The album's title, More Than Just a Dream, was taken from the lyric's intro and chorus.

==Other versions==
A French version of the song, entitled "Out of My League (version française)", has also been released and has been played on Canadian radio. This version has most of the verses sung in French, while the chorus remains in English.

On July 30, 2013, Fitz and the Tantrums released four remixes of the single by Josh One, Peking Duk, Story of the Running Wolf, and TEPR.
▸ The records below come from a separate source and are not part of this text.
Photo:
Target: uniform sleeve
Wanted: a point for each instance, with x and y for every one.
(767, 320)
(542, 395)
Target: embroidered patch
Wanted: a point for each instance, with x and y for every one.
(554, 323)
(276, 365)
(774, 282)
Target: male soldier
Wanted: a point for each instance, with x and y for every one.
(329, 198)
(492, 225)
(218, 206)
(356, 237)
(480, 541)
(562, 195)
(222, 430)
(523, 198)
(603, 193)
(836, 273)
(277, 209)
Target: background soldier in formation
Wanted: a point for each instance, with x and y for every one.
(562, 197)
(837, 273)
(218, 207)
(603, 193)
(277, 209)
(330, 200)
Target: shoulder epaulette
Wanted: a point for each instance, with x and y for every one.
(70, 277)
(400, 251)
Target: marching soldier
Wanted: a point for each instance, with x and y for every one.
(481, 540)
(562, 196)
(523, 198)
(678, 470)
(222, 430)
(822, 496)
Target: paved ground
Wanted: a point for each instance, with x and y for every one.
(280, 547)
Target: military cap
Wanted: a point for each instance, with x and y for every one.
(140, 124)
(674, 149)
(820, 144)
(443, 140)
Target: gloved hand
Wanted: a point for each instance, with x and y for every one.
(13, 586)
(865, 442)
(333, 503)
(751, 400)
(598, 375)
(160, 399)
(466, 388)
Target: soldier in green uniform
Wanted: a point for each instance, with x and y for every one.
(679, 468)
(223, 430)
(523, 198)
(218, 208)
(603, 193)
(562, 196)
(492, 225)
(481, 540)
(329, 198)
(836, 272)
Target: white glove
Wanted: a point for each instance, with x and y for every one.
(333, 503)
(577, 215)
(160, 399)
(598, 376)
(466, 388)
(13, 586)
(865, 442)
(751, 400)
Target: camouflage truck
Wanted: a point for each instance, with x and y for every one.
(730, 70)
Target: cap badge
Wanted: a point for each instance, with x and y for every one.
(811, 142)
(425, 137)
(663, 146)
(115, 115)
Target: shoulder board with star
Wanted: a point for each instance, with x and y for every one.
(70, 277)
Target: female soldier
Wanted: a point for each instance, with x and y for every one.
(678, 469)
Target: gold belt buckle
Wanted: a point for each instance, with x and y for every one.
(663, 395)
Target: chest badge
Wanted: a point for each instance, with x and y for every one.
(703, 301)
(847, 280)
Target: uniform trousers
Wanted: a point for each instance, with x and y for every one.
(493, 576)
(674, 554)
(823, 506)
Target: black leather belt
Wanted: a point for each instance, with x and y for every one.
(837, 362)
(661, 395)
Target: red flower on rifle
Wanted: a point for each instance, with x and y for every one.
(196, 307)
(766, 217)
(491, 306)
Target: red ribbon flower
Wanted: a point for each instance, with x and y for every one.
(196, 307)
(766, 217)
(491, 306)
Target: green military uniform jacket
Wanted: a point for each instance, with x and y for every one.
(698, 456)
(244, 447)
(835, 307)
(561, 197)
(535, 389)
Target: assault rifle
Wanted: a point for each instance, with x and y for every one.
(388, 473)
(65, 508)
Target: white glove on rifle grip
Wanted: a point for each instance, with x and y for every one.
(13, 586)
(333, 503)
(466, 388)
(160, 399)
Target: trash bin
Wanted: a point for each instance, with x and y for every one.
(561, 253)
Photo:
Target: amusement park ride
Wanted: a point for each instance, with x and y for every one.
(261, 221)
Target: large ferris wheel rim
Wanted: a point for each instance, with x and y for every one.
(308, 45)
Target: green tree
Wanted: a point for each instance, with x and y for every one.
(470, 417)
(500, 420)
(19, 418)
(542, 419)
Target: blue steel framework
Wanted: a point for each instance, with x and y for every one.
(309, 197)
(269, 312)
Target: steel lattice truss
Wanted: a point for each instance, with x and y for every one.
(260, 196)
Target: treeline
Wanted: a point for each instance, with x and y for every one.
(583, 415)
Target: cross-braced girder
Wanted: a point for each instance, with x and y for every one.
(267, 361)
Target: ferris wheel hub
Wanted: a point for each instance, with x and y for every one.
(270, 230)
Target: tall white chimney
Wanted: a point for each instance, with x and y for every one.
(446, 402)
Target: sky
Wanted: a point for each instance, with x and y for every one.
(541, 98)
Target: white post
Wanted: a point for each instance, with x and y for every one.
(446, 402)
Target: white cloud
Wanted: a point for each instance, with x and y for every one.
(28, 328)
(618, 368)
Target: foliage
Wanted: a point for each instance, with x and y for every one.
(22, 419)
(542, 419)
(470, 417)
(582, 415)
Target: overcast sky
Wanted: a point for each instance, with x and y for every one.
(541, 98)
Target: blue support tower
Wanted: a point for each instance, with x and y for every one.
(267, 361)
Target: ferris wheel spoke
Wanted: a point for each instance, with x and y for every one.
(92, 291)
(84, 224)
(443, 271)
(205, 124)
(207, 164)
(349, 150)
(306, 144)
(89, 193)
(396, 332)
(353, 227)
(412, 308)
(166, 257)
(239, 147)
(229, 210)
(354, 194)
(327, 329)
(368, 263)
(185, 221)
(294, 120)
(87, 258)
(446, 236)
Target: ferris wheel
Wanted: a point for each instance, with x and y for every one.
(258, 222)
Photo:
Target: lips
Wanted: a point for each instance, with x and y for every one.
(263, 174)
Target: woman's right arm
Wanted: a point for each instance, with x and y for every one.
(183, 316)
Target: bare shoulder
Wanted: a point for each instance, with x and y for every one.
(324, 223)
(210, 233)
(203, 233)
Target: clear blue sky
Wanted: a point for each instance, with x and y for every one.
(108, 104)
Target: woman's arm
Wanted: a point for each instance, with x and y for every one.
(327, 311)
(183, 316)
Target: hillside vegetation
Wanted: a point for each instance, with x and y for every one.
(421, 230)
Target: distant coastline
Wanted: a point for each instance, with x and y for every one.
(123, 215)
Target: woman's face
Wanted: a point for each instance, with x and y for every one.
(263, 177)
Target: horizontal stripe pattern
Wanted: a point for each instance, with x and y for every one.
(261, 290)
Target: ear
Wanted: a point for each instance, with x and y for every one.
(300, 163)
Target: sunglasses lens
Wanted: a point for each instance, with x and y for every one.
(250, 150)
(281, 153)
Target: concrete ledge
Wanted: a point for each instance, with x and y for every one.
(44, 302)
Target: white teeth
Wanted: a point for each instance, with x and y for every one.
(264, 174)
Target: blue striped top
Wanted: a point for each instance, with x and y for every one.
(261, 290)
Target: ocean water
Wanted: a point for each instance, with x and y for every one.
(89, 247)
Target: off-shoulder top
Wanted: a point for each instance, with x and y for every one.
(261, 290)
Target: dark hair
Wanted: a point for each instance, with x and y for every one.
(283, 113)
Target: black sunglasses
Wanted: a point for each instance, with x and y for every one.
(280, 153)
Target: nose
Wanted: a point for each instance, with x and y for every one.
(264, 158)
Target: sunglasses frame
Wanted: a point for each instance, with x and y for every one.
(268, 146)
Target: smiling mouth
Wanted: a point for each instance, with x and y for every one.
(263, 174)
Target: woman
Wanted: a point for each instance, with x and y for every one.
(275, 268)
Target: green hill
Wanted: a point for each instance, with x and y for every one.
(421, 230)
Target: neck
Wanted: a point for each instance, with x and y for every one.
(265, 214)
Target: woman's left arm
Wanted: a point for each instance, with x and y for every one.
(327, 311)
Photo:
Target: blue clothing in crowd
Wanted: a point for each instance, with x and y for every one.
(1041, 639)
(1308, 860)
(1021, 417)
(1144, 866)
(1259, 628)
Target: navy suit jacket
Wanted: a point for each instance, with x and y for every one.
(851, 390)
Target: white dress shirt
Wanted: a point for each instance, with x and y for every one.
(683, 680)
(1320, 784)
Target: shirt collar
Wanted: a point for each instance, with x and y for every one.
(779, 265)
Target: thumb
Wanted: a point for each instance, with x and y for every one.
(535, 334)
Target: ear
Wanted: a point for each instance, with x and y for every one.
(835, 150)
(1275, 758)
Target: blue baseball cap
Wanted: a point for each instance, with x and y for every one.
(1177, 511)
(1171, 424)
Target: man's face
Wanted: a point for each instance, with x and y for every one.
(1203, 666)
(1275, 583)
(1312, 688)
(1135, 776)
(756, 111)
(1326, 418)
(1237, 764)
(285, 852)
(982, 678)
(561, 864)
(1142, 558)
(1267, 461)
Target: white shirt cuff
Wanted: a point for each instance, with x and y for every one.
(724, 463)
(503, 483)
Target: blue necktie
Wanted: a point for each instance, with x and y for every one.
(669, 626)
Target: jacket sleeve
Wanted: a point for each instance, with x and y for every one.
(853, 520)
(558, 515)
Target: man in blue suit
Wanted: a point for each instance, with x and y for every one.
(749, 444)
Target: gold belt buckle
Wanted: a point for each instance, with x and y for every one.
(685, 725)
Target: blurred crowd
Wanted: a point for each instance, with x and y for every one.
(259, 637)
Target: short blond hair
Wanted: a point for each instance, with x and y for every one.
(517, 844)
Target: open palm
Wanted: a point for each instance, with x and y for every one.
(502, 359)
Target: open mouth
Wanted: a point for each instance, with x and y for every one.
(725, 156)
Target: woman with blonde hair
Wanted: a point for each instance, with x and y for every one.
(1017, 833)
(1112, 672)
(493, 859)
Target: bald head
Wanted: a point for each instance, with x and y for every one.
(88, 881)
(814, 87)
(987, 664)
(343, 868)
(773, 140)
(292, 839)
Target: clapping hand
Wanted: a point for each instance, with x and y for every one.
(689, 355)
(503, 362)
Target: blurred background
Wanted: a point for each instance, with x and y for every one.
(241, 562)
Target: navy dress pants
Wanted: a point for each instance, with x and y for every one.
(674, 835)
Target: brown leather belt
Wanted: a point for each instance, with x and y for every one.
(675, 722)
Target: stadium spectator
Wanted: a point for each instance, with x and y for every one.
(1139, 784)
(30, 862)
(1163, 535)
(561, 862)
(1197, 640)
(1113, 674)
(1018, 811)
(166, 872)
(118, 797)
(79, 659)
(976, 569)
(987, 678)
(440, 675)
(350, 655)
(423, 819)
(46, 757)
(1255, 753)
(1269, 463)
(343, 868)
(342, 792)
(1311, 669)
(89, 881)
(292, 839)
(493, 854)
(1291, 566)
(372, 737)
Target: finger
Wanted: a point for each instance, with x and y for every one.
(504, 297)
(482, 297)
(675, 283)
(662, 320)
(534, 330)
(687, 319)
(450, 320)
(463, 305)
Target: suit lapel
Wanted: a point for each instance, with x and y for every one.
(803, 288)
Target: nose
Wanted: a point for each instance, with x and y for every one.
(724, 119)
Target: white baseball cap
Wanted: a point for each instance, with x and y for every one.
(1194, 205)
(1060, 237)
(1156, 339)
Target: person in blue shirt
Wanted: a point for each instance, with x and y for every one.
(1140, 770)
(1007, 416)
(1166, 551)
In October 2013, DJ Earworm, Capital Cities, and Fitz and the Tantrums released a mash-up called "Kangaroo League", combining "Out of My League" with two songs by Capital Cities ("Kangaroo Court" and "Safe and Sound"), to promote the Capital Cities and Fitz and the Tantrums "Bright Futures" tour.

==Music video==
The music video for "Out of My League," which was directed by Jordan Bahat and choreographed by Candice Love, was released on April 22, 2013, via VH1.com and MTV.com. The video utilizes Kinect camera mapping to produce kaleidoscopic, wire-framed, and duplicated visual effects.

==Track listing==

Digital download
| No. | Title | Length |
|---|---|---|
| 1. | "Out of My League" | 3:29 |

Digital download – remixes
| No. | Title | Length |
|---|---|---|
| 1. | "Out of My League" (Josh One Remix) | 3:45 |
| 2. | "Out of My League" (Peking Duk Remix) | 3:47 |
| 3. | "Out of My League" (Story of the Running Wolf Remix) | 3:24 |
| 4. | "Out of My League" (TEPR Remix) | 4:39 |

==Chart performance==

===Weekly charts===

| Chart (2013–2014) | Peak position |
|---|---|
| Canada Hot 100 (Billboard) | 65 |
| Canada Rock (Billboard) | 16 |
| US Bubbling Under Hot 100 (Billboard) | 1 |
| US Adult Pop Airplay (Billboard) | 14 |
| US Hot Rock & Alternative Songs (Billboard) | 14 |
| US Rock & Alternative Airplay (Billboard) | 1 |

===Year-end charts===

| Chart (2013) | Position |
|---|---|
| US Hot Rock Songs (Billboard) | 28 |
| US Rock Airplay (Billboard) | 9 |

| Chart (2014) | Position |
|---|---|
| US Hot Rock Songs (Billboard) | 49 |
| US Rock Airplay (Billboard) | 33 |

===All-time charts===

| Chart (1995–2021) | Position |
|---|---|
| US Adult Alternative Songs (Billboard) | 70 |

==Certifications==

| Region | Certification | Certified units/sales |
| Australia (ARIA) | 2× Platinum | 140,000^{‡} |
| Austria (IFPI Austria) | Gold | 15,000^{*} |
| Canada (Music Canada) | 3× Platinum | 240,000^{‡} |
| New Zealand (RMNZ) | Platinum | 30,000^{‡} |
| United Kingdom (BPI) | Platinum | 600,000^{‡} |
| United States (RIAA) | 5× Platinum | 5,000,000^{‡} |
^{*} Sales figures based on certification alone. ^{‡} Sales+streaming figures based on certification alone.